Making website security more accessible for the whole team

Your website doesn’t just load from your own server anymore. Open almost any modern site and you’ll find it pulling in content from a dozen places at once: an analytics platform, a handful of marketing pixels, a cookie banner, an embedded video, a chat widget, the odd external script someone added for a campaign. That list grows over time. Every new tag, every new feature, every new launch adds something, and on most sites nobody holds a complete picture of everything running quietly in the background. We think that picture is worth having, and the people who manage your content should be able to see it too.

What a Content Security Policy does, in plain terms

A Content Security Policy, or CSP, tells the browser which external sources it’s allowed to load on your site. You can think of it as a controlled list of services you trust. Anything on the list loads as normal; anything that isn’t gets blocked before it reaches your visitors. The result is a site that’s more secure, because unknown code can’t sneak in, and more predictable, because you know exactly what runs and what doesn’t.

That matters more now than it used to. When your site depended on a few internal scripts, the risk was small. When it depends on dozens of third-party tools, each one is a door, and a CSP decides which doors stay open. For your visitors, that’s protection they never have to think about. For your team, it’s a clear statement of what your site is allowed to do.

Why a strict policy is harder than it sounds

Switching on a strict CSP is rarely smooth, and it helps to know why before you start. Most sites already lean on a long list of third-party tools, and that list keeps growing. The moment a strict policy goes live, things can quietly stop working: a tracking pixel doesn’t fire, an embedded video won’t load, a marketing tool goes silent. Nothing is broken in the usual sense. The browser is simply blocking something it doesn’t recognise as safe, and doing exactly what you told it to do.

The frustrating part is finding out what got caught. Normally that means opening browser developer tools or reading server logs, which is not where a marketeer or content editor spends the day. So the person who notices the pixel went dark is rarely the person who can see why.

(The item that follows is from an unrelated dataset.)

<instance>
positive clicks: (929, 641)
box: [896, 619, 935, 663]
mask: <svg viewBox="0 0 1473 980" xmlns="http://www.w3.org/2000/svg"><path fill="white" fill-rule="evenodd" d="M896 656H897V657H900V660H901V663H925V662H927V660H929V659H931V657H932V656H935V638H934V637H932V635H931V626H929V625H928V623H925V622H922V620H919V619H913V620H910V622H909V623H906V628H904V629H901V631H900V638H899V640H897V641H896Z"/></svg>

This is why we start client projects with a CSP in ​“report-only” mode. Instead of blocking anything, the browser only reports what it would have blocked. You get to watch how the policy behaves under real traffic, with real campaigns and real embeds, before you ever tighten it. You learn what your site actually loads, fix the gaps, and only then make the rules strict. It’s a calmer way in. The catch is that the reports themselves still live somewhere most of the team never looks.

Watson: bringing the policy into the open

So we built Watson, a Craft CMS plugin that pulls CSP reporting straight into the CMS. No jumping between browser consoles and log files. Watson gives both developers and content editors one clear overview of what’s being flagged, so when a pixel or an embed isn’t working, you can see why and know what to add to the whitelist. Something that used to be technical and hidden becomes something the whole project team can look at, discuss, and act on together.

For us, Watson is one example of how we like to work. We build the tools and features that make good web practices easy to adopt on real projects, not just sound on paper. Security is worth doing properly, and it holds up best when everyone who runs the site can understand it and act on it, not only the people writing the code. A policy your marketeers can read is one that stays current. That’s the whole point.